Master the methods and steps of Tengine load balancing algorithm for lightweight open source Web CVM 04/19 Update SLTechnology News&Howtos

Master the methods and steps of Tengine load balancing algorithm for lightweight open source Web CVM

2025-04-19 Update From: SLTechnology News&Howtos shulou NAV: SLTechnology News&Howtos > Servers >

Shulou(Shulou.com)06/03 Report--

The following shows you the methods and steps to master the lightweight open source Web CVM Tengine load balancing algorithm. I hope it can give you some help in practical application. There are many things involved in load balancing, not many theories, and there are many books online. Today, we will use the accumulated experience in the industry to do an answer. Take Alibaba as an example.

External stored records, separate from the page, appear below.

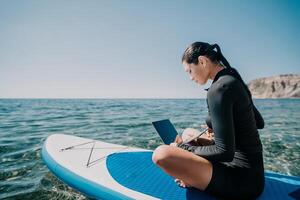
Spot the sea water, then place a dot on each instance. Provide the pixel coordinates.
(26, 123)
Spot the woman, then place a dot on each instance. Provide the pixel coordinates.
(232, 166)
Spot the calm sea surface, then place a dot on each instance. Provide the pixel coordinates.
(25, 124)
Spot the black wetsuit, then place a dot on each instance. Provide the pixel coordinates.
(236, 156)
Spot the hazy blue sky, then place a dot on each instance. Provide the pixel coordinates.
(133, 48)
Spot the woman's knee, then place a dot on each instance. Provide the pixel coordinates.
(161, 154)
(189, 133)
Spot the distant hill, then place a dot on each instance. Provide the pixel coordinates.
(282, 86)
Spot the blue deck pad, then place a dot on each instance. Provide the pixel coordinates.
(135, 170)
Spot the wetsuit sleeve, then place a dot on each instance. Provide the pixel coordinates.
(220, 102)
(260, 124)
(208, 119)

In the Ali layer 7 traffic ingress access layer (Application Gateway) scenario, Nginx's official Smooth Weighted Round-Robin (SWRR) load balancing algorithm can no longer perform its skills perfectly. By implementing the new load balancing algorithm Virtual Node Smooth Weighted Round-Robin (VNSWRR), Tengine not only elegantly solves the shortcomings of SWRR algorithm, but also improves the processing power of QPS by about 60% compared with Nginx's official SWRR algorithm.

problem

The access layer Tengine realizes dynamic service discovery through the self-developed dynamic upstream module, that is, the runtime dynamically perceives the back-end application machine capacity expansion, weight adjustment, health check and other information. At the same time, this function can do a lot of things, for example, users can achieve the purpose of real online drainage pressure measurement by adjusting the weight of a machine applied at the back end. However, these operations may cause irreversible bloodshed under Nginx's native SWRR algorithm.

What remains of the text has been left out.